Ceux qui, de loin, ont pu entr'apercevoir ces scènes dantesques, frémissent encore en vous les racontant et il est tels détails que la plume se refuserait à écrire.

Cela égala en horreur les massacres les plus tristement fameux. Et qui saura jamais combien de personnes périrent cette nuit-là! La flamme dut supprimer bien des cadavres.

Quant aux gens du Potemkine, ils ne firent rien pour essayer de défendre leurs amis. Que pouvaient-ils? Ils gardaient leur poudre pour le lendemain--et encore, il faut bien leur rendre cette justice, ne la gaspillèrent-ils pas.

Ici, on ne sait pas exactement ce qui s'est passé ce second jour.
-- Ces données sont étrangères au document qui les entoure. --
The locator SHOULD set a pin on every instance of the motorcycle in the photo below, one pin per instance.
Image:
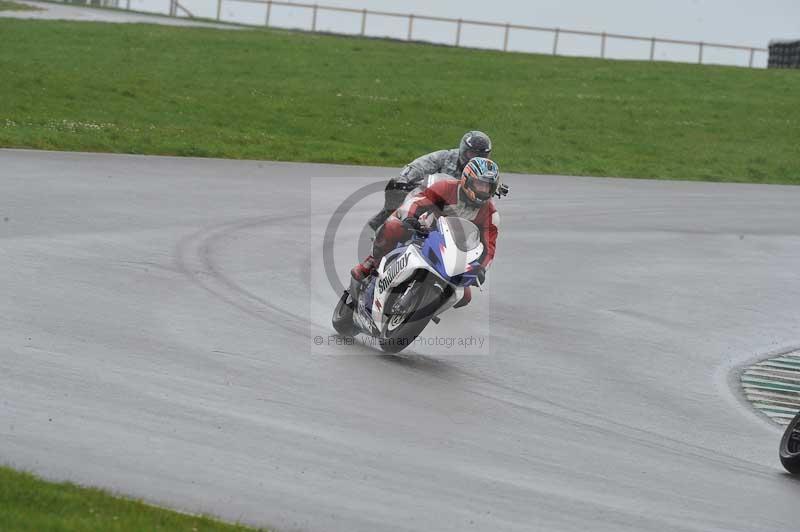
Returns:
(790, 446)
(413, 284)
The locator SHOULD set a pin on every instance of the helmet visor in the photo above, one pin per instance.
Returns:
(482, 189)
(471, 153)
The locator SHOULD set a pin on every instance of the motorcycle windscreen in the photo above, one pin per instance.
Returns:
(462, 244)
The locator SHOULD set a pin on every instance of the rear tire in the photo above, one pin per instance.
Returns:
(790, 447)
(343, 316)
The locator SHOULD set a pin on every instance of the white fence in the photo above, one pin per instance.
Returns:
(360, 19)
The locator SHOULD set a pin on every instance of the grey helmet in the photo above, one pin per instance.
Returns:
(474, 144)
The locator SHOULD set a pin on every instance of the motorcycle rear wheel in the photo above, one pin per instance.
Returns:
(790, 446)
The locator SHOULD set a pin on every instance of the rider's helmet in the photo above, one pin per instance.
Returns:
(474, 144)
(479, 181)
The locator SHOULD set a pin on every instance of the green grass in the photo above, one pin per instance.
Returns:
(302, 97)
(30, 504)
(5, 5)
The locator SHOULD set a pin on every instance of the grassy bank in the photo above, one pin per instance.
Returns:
(300, 97)
(30, 504)
(6, 5)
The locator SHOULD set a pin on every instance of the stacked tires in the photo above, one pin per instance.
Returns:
(790, 446)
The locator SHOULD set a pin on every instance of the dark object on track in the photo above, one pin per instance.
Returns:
(790, 446)
(784, 54)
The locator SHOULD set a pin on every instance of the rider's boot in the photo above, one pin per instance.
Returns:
(465, 299)
(364, 269)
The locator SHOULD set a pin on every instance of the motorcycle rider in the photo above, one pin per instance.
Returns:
(468, 197)
(451, 162)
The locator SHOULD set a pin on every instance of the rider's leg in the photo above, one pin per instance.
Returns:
(389, 234)
(394, 194)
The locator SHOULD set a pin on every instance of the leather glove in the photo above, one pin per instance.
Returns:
(412, 224)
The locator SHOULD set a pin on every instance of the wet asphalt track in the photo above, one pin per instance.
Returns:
(157, 335)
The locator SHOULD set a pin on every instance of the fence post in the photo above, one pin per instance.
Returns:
(314, 19)
(555, 42)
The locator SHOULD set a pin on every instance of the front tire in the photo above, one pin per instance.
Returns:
(790, 446)
(343, 315)
(402, 331)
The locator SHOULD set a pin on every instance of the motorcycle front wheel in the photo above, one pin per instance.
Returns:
(790, 446)
(403, 329)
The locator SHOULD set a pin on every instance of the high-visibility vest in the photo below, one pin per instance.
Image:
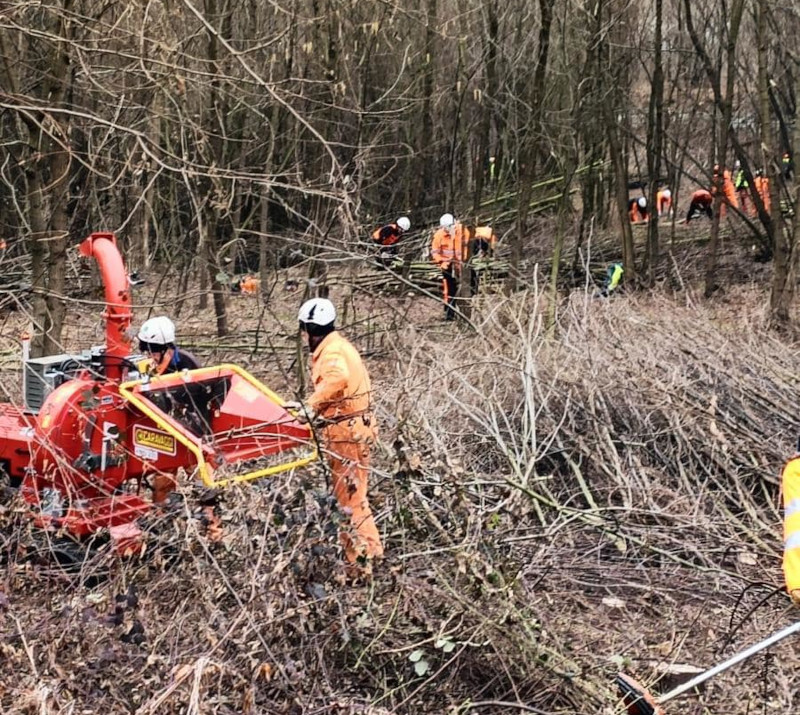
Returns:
(614, 276)
(762, 186)
(447, 249)
(342, 387)
(663, 203)
(791, 524)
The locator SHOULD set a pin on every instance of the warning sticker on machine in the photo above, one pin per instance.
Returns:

Quand l'équipage rebelle eut obtenu l'autorisation de donner à Omeltchouk une autre sépulture que celle des marins--escomptant peut-être quelque mouvement--un groupe de matelots descendit à terre pour conduire le camarade à sa dernière demeure. Mais il fut bien spécifié que, si on les inquiétait, si on portait la main sur un seul d'entre eux, si, enfin, ils n'étaient pas de retour à bord à une certaine heure, le navire bombarderait la ville.
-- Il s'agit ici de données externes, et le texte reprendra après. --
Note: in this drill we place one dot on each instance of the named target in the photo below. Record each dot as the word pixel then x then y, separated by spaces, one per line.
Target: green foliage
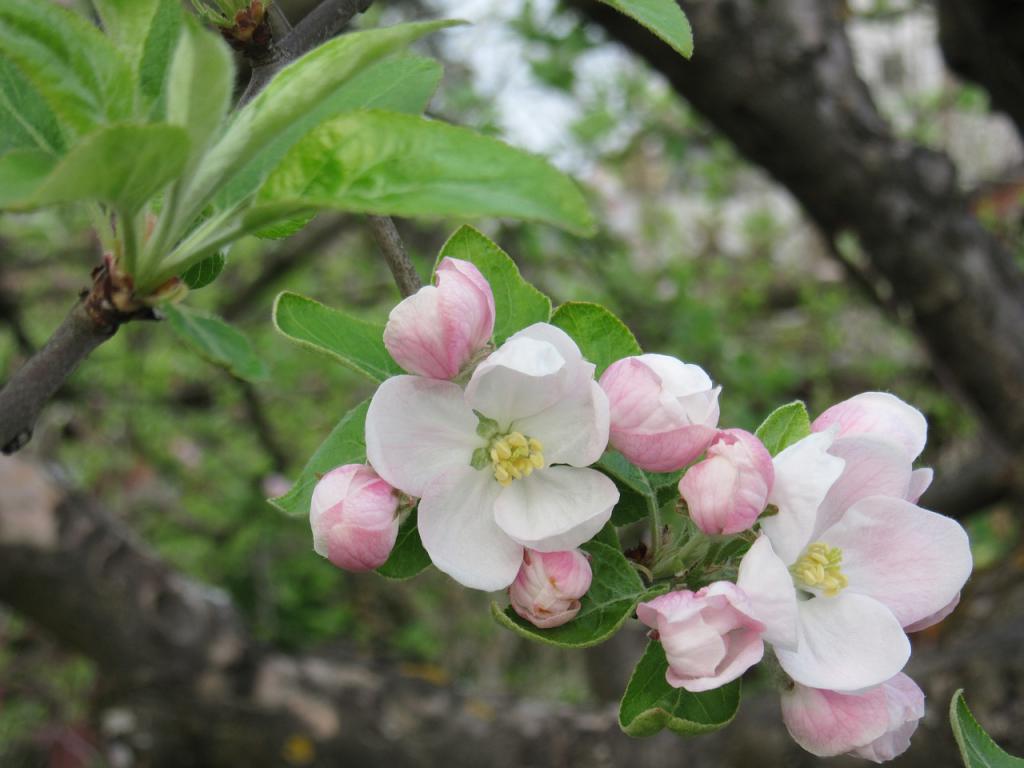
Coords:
pixel 399 84
pixel 123 165
pixel 127 24
pixel 611 599
pixel 202 79
pixel 976 747
pixel 297 90
pixel 157 53
pixel 601 336
pixel 201 274
pixel 388 163
pixel 345 444
pixel 664 17
pixel 216 341
pixel 639 493
pixel 784 426
pixel 517 303
pixel 355 343
pixel 650 704
pixel 26 119
pixel 408 558
pixel 73 66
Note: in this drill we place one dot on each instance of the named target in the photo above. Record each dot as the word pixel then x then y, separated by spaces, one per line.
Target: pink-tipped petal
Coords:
pixel 768 586
pixel 846 643
pixel 353 518
pixel 664 412
pixel 437 330
pixel 911 560
pixel 557 508
pixel 727 491
pixel 417 429
pixel 880 414
pixel 547 590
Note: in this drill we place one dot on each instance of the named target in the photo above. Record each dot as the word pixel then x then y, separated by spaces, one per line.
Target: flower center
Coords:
pixel 514 456
pixel 819 567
Les funérailles se déroulèrent sans incident. Toutefois, elles se prolongèrent, et les marins demeurés sur le navire s'impatientèrent. Ils le firent connaître vers 7 heures 1/2, par un premier coup de canon tiré à blanc, puis par un second. Et, comme on ne leur répondait par aucun signal, ils lancèrent deux obus, l'un dirigé sur le Sobor, sur la cathédrale aux toits d'azur violent, l'autre sur le dépôt des poudres, au faubourg Bougaïefka. Tous deux, assez bien pointés, cependant, manquèrent le but précis. Le premier démolit, à 100 mètres du Sobor, la corniche d'une maison de la rue Niejinskaïa et vint s'abîmer sur le pavé devant la maison du consul général d'Italie; l'autre traversa de part en part, sans éclater, le dernier étage d'un immeuble de Bougaïefka. C'étaient vraisemblablement, à en juger par le peu d'importance des dégâts qu'ils ont fait, deux obus d'exercice peu chargés.

Bien vite, on envoya du port au cuirassé le signal que les matelots rentraient à bord.

La nuit qui suivit fut plus impressionnante presque que celle de la veille. Ce fut la «nuit noire».

Sur cette ville sans lumière, car le gouverneur avait fait couper les fils électriques, une terreur indicible plana.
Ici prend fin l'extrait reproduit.